In accepting a temporary grant or temporary state funding for any job position, the City of Lawrence would actually be spending much more money than the $2 million dollars.  The actual $2 million dollars would probably be more like $25 million dollars of spending.  Of course, we are not stating that the city would spend $25 million in one year to make the $2 million dollars a reality in public safety.  However, what many politicians and leaders do not take into account is the amount of money that needs to be paid into the Lawrence retirement of every new hire; not only for one year but if the city agrees to continue funding the safety position they are looking for long term liability debts.

The unfunded liability for the City of Lawrence stands at over 1/3 of a billion dollars.  According to Budget and Finance Director Mark Ianello before the City Council on June 3rd, over $300 million will be required, and this is just for active employees’ future liability.  Another $300 for retirees is in order.  These are just projected based on the lower end of the valuation. The more employees are hired (the higher the amount of people in the City’s workforce) will increase these unfunded liability numbers by millions.  This year’s contribution totaled out to be over $28 million dollars (the OPEB Cost for FY2014).

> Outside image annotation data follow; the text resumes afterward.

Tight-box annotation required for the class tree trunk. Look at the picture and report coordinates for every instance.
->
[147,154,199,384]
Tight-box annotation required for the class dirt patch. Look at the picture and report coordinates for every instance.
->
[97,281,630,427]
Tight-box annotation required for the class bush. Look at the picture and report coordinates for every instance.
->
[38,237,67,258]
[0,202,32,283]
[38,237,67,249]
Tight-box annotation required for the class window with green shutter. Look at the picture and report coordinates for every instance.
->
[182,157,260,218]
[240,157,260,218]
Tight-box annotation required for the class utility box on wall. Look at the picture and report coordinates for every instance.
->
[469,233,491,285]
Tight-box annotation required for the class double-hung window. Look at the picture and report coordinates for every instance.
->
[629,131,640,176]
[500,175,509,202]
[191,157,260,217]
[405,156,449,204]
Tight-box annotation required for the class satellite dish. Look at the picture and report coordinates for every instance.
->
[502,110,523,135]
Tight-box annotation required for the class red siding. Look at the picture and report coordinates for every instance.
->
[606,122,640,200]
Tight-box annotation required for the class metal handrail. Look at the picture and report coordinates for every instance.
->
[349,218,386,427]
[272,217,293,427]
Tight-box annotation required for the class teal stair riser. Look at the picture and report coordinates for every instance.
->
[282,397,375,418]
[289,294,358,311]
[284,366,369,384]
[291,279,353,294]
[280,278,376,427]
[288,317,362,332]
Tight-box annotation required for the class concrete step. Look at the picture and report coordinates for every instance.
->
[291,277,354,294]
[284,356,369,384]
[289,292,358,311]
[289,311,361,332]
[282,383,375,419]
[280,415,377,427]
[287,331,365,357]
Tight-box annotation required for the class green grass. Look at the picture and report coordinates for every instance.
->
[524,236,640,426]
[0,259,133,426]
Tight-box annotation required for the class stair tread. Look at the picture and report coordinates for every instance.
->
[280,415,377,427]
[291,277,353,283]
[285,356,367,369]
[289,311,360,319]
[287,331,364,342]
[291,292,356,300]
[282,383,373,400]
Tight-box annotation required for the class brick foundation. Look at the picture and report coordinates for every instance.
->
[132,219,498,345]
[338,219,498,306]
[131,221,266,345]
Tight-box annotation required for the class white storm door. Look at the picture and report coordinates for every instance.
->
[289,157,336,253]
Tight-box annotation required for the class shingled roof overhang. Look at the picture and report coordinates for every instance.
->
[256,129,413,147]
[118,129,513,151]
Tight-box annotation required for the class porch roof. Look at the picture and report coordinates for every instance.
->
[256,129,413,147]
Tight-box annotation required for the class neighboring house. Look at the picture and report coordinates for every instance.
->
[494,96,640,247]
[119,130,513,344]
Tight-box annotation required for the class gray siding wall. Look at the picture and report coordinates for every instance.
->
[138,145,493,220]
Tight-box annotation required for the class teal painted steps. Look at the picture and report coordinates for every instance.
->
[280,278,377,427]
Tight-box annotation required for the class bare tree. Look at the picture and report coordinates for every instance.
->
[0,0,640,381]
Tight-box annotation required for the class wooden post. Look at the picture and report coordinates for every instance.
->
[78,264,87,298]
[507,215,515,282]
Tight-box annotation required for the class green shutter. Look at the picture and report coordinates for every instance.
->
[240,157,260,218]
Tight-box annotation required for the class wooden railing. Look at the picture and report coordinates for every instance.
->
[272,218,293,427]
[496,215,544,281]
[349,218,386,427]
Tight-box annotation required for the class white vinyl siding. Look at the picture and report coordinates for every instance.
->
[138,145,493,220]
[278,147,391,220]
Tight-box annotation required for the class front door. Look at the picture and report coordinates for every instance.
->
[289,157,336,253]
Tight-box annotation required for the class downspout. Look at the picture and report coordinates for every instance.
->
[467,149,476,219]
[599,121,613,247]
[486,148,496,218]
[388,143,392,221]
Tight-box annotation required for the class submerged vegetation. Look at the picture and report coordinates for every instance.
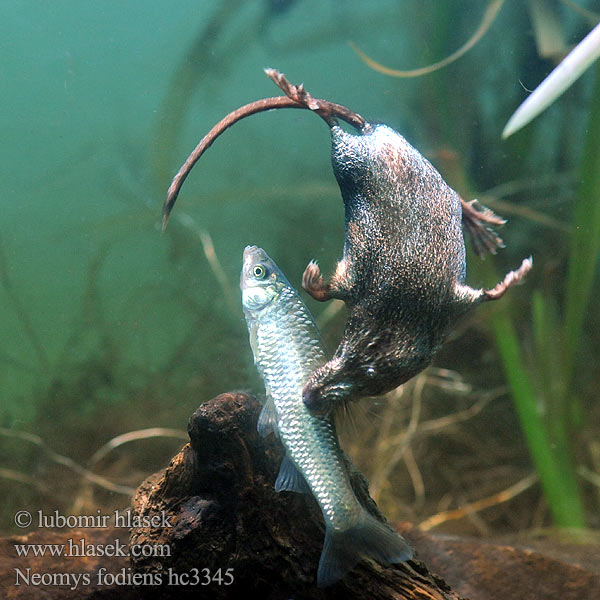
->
[0,0,600,535]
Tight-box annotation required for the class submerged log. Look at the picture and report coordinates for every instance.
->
[0,393,600,600]
[130,393,459,600]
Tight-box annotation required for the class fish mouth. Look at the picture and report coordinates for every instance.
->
[244,246,267,265]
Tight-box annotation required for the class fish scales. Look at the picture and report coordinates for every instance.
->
[240,246,412,586]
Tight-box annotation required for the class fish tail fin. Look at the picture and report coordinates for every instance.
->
[317,510,413,587]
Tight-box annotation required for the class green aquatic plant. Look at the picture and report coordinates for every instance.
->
[493,62,600,527]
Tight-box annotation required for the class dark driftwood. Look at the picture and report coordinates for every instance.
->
[0,394,600,600]
[131,393,459,600]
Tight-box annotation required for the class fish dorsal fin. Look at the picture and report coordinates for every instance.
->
[256,388,279,437]
[275,454,310,494]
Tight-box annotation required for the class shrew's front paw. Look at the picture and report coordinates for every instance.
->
[302,260,331,302]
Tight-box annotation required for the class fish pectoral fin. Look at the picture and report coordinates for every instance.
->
[317,510,413,587]
[275,454,310,494]
[256,389,279,437]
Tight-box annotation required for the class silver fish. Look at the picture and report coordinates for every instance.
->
[240,246,413,587]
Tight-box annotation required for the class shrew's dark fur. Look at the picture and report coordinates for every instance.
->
[303,123,531,412]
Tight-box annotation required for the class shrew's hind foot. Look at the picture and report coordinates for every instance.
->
[483,256,533,300]
[302,260,332,302]
[460,198,506,256]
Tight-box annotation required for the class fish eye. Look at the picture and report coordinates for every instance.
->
[252,265,267,279]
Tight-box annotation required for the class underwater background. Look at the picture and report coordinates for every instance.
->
[0,0,600,536]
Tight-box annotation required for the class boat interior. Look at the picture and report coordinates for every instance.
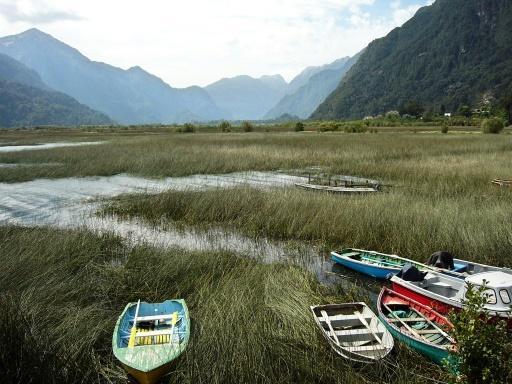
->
[382,301,454,347]
[408,273,465,299]
[117,300,186,348]
[313,304,393,360]
[342,251,403,268]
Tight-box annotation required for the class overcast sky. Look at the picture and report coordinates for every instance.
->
[0,0,432,87]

I spoke to Mr. Ianello the next day to confirm my figures and he told me something different.  He said that as of January 1, 2014, the liability has been reduced to $210,203,000, contrary to what he said the night before.

How did Lawrence get into this situation?  Well, let’s start out by stating that in the past, the City of Lawrence hired awful Budget Directors and Comptrollers.  Lawrence, as most cities in the United States, has made it a practice to pay as you go, and was not serious about paying more into the unfunded liability portion of its obligations.

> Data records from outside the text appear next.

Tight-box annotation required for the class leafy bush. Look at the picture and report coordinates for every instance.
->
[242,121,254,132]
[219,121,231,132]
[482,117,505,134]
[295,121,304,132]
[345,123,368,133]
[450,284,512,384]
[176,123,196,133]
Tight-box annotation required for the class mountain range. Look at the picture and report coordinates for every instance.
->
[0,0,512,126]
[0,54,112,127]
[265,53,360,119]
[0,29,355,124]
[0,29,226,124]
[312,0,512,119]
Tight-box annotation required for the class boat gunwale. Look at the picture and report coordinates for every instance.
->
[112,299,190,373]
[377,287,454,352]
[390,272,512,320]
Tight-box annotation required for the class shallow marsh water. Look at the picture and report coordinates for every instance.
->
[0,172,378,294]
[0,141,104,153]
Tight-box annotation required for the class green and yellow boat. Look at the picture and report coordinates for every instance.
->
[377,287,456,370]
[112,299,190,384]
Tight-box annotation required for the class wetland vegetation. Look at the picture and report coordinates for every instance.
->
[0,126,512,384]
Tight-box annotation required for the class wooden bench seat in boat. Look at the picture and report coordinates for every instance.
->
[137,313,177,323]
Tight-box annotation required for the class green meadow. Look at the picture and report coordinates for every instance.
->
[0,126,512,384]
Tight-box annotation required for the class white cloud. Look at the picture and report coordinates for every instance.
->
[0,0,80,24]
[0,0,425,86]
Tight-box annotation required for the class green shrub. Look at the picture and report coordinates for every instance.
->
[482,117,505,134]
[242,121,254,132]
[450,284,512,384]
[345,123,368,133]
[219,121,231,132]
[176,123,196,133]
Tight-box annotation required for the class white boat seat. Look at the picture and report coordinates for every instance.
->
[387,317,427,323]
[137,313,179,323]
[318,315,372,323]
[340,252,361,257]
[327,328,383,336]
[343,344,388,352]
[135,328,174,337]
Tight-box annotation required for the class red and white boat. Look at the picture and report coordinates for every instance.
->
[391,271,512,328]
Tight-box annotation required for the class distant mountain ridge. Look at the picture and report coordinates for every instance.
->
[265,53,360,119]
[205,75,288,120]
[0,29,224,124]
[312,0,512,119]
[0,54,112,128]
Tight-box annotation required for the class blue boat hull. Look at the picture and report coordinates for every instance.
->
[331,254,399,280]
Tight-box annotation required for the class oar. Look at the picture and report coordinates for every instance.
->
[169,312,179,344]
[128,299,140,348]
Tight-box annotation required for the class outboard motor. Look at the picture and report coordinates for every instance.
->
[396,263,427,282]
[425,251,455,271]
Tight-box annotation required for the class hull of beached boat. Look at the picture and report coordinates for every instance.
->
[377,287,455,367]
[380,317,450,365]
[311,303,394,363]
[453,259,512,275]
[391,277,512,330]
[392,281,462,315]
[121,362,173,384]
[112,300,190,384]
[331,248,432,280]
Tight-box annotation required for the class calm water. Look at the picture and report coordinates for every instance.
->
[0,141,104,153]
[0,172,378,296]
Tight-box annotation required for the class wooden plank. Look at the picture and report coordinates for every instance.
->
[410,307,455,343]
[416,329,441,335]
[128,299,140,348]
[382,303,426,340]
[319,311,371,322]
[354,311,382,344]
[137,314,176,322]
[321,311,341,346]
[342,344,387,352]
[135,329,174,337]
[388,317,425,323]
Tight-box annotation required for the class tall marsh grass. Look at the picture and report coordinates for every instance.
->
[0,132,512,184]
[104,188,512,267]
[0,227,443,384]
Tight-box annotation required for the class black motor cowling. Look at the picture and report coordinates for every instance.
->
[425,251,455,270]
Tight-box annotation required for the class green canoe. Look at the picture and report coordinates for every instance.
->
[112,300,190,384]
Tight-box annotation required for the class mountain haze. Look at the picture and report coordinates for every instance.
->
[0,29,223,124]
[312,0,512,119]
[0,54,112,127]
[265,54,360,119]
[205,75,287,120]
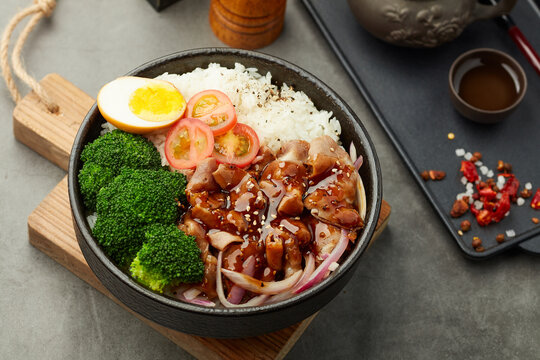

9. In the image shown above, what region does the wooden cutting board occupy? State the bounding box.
[13,74,391,360]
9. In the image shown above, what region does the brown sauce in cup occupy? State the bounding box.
[454,57,520,111]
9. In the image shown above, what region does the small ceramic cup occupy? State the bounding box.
[448,48,527,124]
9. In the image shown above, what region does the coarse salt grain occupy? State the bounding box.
[328,261,339,271]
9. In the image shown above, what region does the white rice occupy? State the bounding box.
[102,63,341,165]
[149,63,341,165]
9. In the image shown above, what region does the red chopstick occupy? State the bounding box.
[490,0,540,75]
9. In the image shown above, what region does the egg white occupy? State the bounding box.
[97,76,185,133]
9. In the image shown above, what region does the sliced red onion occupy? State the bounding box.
[208,231,244,251]
[227,255,255,304]
[349,141,356,162]
[268,253,316,304]
[216,251,269,308]
[182,287,201,300]
[293,253,315,290]
[221,269,303,295]
[294,229,349,294]
[354,155,364,171]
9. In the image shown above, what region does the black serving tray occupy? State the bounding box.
[302,0,540,259]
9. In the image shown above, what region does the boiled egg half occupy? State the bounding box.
[97,76,186,134]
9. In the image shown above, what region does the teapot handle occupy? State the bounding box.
[471,0,517,21]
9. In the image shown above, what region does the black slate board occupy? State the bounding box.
[303,0,540,258]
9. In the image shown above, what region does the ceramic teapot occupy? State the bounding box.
[347,0,517,47]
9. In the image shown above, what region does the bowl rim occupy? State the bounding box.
[448,48,527,116]
[68,47,382,317]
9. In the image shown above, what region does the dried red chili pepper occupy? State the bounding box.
[531,188,540,209]
[501,174,519,201]
[478,186,497,202]
[459,160,478,182]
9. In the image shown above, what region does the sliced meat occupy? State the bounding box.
[260,140,309,216]
[195,254,217,299]
[277,140,309,164]
[265,218,311,277]
[264,232,283,271]
[304,136,364,230]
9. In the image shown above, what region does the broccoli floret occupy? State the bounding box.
[79,162,117,210]
[92,169,186,266]
[92,216,144,268]
[79,130,161,211]
[130,224,204,293]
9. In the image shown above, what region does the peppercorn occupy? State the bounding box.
[460,220,471,232]
[450,199,469,218]
[429,170,446,180]
[474,246,486,252]
[520,189,532,199]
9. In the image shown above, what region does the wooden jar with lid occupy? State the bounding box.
[209,0,286,49]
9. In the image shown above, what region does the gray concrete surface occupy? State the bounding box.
[0,0,540,360]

The most undeniable factor is that many past mayors made agreements with its unions about including most benefits over the union members’ salary.  Salary is what is utilized to calculated retirement and future unfunded liabilities, plus future health and dental expenses.  At this moment some unions agreed with the City to include vehicle and gas allowance into their salary.  Police and Fire union have agreed with the City to include their percentage based longevity payments into the salary as well.  The calculation of salary is one part of what affects the OPEB contributions (Other Post Employment Benefits).  The unions know it and take full advantage of it.  Previous mayors have made deals with unions that the city cannot continue to sustain.

The more workers the City hires or if City leaders agree to include benefits of union agreements into bottom line salaries the more the unfunded liabilities grow and the possibility that will take the taxpayers pass the year 2040 to fund those liabilities.  However, Mr. Ianello doesn’t think the new hires will affect negatively that amount because new employees will be paying higher withholding of 11% (9% = 2% over $30,000) which means that they will be contributing to their retirement the correct amount.

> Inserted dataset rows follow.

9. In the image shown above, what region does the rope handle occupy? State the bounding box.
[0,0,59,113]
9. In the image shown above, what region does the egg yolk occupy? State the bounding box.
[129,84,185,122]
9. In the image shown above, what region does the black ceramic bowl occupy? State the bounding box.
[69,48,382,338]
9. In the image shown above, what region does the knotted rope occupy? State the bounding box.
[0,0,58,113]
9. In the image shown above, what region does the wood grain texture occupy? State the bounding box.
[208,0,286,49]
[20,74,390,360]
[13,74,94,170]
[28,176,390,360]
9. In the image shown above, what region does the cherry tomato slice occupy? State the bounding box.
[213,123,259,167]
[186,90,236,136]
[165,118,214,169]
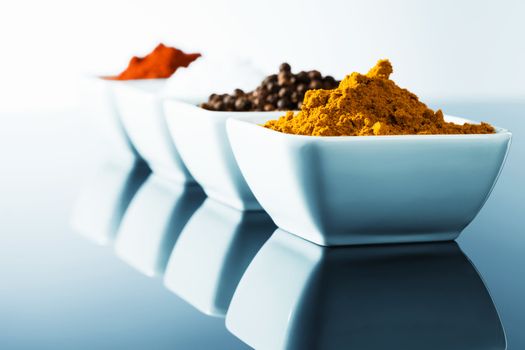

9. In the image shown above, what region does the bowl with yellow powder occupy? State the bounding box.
[227,60,511,246]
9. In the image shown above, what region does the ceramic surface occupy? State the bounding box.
[227,116,511,246]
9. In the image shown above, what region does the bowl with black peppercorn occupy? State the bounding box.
[164,63,339,210]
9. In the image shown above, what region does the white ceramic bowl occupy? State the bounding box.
[84,76,138,163]
[226,230,506,350]
[164,199,275,317]
[164,99,283,210]
[113,79,194,184]
[227,116,511,246]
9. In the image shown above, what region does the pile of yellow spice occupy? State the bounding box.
[264,60,495,136]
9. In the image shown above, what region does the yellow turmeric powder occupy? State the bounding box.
[264,60,495,136]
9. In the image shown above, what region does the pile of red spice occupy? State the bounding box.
[115,44,201,80]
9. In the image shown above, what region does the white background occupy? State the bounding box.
[0,0,525,112]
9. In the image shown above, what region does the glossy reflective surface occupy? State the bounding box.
[0,102,525,349]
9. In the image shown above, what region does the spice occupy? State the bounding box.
[115,44,201,80]
[264,60,495,136]
[201,63,339,112]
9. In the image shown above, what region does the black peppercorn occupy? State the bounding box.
[200,63,339,112]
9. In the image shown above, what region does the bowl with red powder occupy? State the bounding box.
[227,61,511,246]
[105,44,201,184]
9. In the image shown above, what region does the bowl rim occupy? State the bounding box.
[227,112,512,142]
[164,96,299,118]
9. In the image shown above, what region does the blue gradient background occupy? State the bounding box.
[0,101,525,349]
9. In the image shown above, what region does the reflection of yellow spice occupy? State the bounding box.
[264,60,494,136]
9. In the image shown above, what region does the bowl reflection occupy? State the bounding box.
[115,175,205,277]
[164,199,275,316]
[71,161,150,245]
[226,229,506,350]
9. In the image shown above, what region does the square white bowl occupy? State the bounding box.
[84,76,138,164]
[164,99,283,210]
[164,198,275,317]
[227,116,511,246]
[113,79,194,184]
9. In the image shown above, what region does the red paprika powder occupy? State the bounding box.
[115,43,201,80]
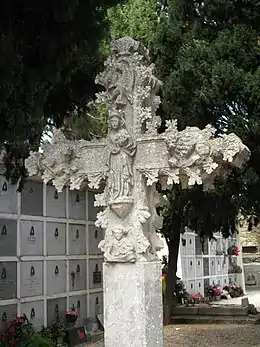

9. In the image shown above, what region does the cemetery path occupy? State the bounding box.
[86,324,260,347]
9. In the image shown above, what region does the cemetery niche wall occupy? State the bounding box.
[0,175,104,329]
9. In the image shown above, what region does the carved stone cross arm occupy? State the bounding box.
[25,130,107,192]
[26,37,250,262]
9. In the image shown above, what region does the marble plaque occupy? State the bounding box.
[88,259,103,289]
[21,220,43,256]
[46,185,66,218]
[0,175,17,213]
[69,295,87,324]
[88,225,104,255]
[47,260,66,296]
[69,260,87,292]
[89,292,103,317]
[21,301,44,330]
[0,305,17,331]
[21,181,43,216]
[0,222,17,257]
[47,297,67,325]
[21,261,43,297]
[69,224,87,255]
[46,222,66,255]
[69,190,86,220]
[0,262,17,300]
[88,191,102,222]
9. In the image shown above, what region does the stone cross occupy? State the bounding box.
[26,37,250,347]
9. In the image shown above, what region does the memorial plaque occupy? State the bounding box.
[0,222,17,257]
[21,181,43,216]
[46,185,66,218]
[69,190,86,221]
[89,292,103,317]
[21,220,43,256]
[47,297,67,325]
[69,224,87,255]
[0,305,17,331]
[0,175,17,213]
[46,222,66,255]
[88,259,103,289]
[21,301,44,330]
[47,260,66,296]
[88,191,102,222]
[88,225,104,255]
[203,258,209,276]
[69,260,87,291]
[0,261,17,300]
[69,295,87,324]
[21,261,43,297]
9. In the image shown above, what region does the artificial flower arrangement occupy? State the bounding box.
[227,245,240,256]
[65,306,78,323]
[223,283,244,298]
[205,285,221,301]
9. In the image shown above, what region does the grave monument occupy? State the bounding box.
[26,37,250,347]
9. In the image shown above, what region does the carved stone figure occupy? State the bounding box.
[100,226,136,263]
[108,112,136,201]
[26,37,250,263]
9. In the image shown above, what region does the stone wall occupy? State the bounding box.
[0,176,103,328]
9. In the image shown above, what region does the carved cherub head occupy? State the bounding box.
[111,226,128,241]
[109,110,124,131]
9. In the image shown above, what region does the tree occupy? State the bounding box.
[0,0,124,189]
[153,0,260,319]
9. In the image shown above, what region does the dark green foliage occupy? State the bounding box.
[0,0,124,189]
[150,0,260,316]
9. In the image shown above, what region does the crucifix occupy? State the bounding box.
[26,37,250,347]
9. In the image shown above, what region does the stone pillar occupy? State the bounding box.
[103,262,163,347]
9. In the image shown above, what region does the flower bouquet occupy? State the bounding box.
[223,283,244,298]
[205,285,221,301]
[227,246,240,256]
[65,307,78,323]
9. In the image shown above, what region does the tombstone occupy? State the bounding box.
[26,37,250,347]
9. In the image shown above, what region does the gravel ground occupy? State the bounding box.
[88,324,260,347]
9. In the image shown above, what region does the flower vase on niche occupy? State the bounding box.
[65,305,78,325]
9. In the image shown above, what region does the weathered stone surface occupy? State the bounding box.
[103,262,163,347]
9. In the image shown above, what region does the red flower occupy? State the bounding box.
[9,327,15,334]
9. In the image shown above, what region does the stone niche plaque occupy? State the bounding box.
[21,261,43,297]
[0,305,17,332]
[88,259,103,289]
[47,297,67,325]
[0,222,17,257]
[47,260,66,296]
[69,259,87,291]
[69,190,86,220]
[88,190,102,222]
[21,220,43,256]
[21,301,44,329]
[69,224,87,255]
[46,222,66,255]
[89,292,103,317]
[88,225,104,255]
[0,175,17,213]
[69,295,87,324]
[21,181,43,216]
[0,262,17,300]
[46,184,66,218]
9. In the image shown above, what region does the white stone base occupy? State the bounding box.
[103,262,163,347]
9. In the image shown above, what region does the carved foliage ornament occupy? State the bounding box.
[26,37,250,263]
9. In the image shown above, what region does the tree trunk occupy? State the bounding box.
[164,230,180,324]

According to the City of Lawrence’s assumptions, these unfunded liabilities were on track to disappear by 2040 but it has been reduced to 2038.  The reason for the change is that the City was paying retirement benefits for employees of the Water Department, Cemetery and Airport which are Enterprise Funds and should have been paying for that.  When the City charged back those expenses, the liability was reduced to 2038.

According to a State Budget Crisis Task Force, “The ratio of active public employees to retirees has fallen drastically.  Today it is 1.75 to 1; in 1950, it was 7 to 1. This means that a loss in pension investments has three times the impact on local budgets than 40 years ago.”  Forty years ago, the City of Lawrence had more employees on its books than today.  We will see even less employees in the future.

So when you ask yourself that you wish the City had more employees, just think of the future liability and all the money that could be used for other purposes such as new parks, streets, led lighting, senior and youth centers, better transportation systems, solar and Wi-Fi friendly city.

So $2 million to add more police officers will definitely be a larger expense on the back side of it all.  Politicians don’t care of these unfunded liabilities.  They just want to look good now and let someone else deal with the future issues when they get to that bridge.